Picking the longest interval is not optimal.
Consider for example $k=6$, and the (closure obtained by taking subintervals of the) intervals $[1,3], [4,6], [2, 5]$. The longest-interval-first greedy solution will select $3$ intervals, while an optimal solution requires only $2$ intervals.
However the following algorithm is optimal: let $x$ be the smallest uncovered integer.
Pick an interval $I=[z, y]$ such that $z \le x \le y$ and $y$ is maximized, add $I$ to your solution and repeat until $\{1, \dots, k\}$ is covered or no $I$ exists (in this case the instance admits no solution).

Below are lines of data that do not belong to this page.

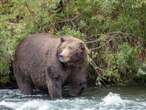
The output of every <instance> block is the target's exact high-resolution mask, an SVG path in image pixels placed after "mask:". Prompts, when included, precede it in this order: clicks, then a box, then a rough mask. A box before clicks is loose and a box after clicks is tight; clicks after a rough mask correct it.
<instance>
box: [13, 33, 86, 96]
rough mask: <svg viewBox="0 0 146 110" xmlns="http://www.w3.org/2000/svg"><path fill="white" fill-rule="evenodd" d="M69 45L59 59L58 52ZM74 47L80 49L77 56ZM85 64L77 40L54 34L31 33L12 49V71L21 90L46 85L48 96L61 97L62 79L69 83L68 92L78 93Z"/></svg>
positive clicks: (82, 82)
mask: <svg viewBox="0 0 146 110" xmlns="http://www.w3.org/2000/svg"><path fill="white" fill-rule="evenodd" d="M80 44H81V45H80ZM69 46H71V47H70V48H72V50H71V51H70V49H69V48H68V49H69V52H70V53H69V54H72V55H69V54H68V56H67V57H69V58H67V59H68V60H67V61H66V62H60V61H59V60H58V55H59V54H60V53H61V52H62V51H63V50H64V48H65V47H69ZM67 51H68V50H67ZM78 51H81V56H80V55H77V56H75V55H76V53H79V52H78ZM67 53H68V52H67ZM65 57H66V56H64V59H66V58H65ZM77 57H79V58H77ZM74 59H76V60H74ZM77 59H80V60H77ZM86 66H87V50H86V46H85V44H84V43H83V42H82V41H81V40H79V39H75V38H73V37H63V38H55V37H54V36H53V35H51V34H47V33H37V34H33V35H30V36H28V37H27V38H26V39H24V40H23V41H22V42H21V43H20V44H19V45H18V47H17V49H16V54H15V59H14V62H13V70H14V75H15V77H16V81H17V84H18V87H19V89H20V91H21V92H22V93H24V94H32V92H33V88H38V89H42V90H45V89H47V90H48V93H49V95H50V97H51V98H52V99H54V98H61V97H62V94H63V93H62V88H63V85H65V83H66V82H68V83H67V84H69V86H70V88H69V91H68V95H69V96H77V95H79V94H80V93H81V92H82V89H83V88H84V87H85V86H86V80H87V79H86V76H87V72H86Z"/></svg>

Feasibility is trivial. You can prove optimality using an exchange argument.
Consider an optimal solution $O$ and let $G$ be the above greedy solution. We can assume that $|G \setminus O| > 0$ otherwise we would have $G \subseteq O$, which immediately implies $G=O$.
For each interval $\bar{I}$ of $G$ let $z_\bar{I}$ be the integer $z$ that the greedy algorithm was trying to cover when it selected $\bar{I}$.
Among all intervals in $G \setminus O$ pick the interval $I$ that minimizes $z_I$.
Since $O$ is a feasible solution, there must be some interval $I'$ in $O$ that covers $z$.
By the choice of $I$, $O \setminus \{I'\}$ already covers all integers in $1, \dots, k-1$ (otherwise there is an interval $I''$ in $G \setminus O$ such that $z_{I''} < z_I$). Moreover, by the greedy choice of the algorithm, we know that $I$ ends no earlier than $I'$. Therefore $O' = (O \setminus \{ I' \}) \cup \{ I \}$ covers everything that $O$ covers, i.e., it is still a feasible solution. Moreover $|O'| = |O|$, hence $O'$ is actually an optimal solution.
Since $|G \setminus O'| < |G \setminus O|$ (i.e., $G$ and $O'$ share more intervals than $G$ and $O$) we either have $O' = G$ (and we are done) or we can repeat the above argument until we deduce the existence of an optimal solution that matches $G$.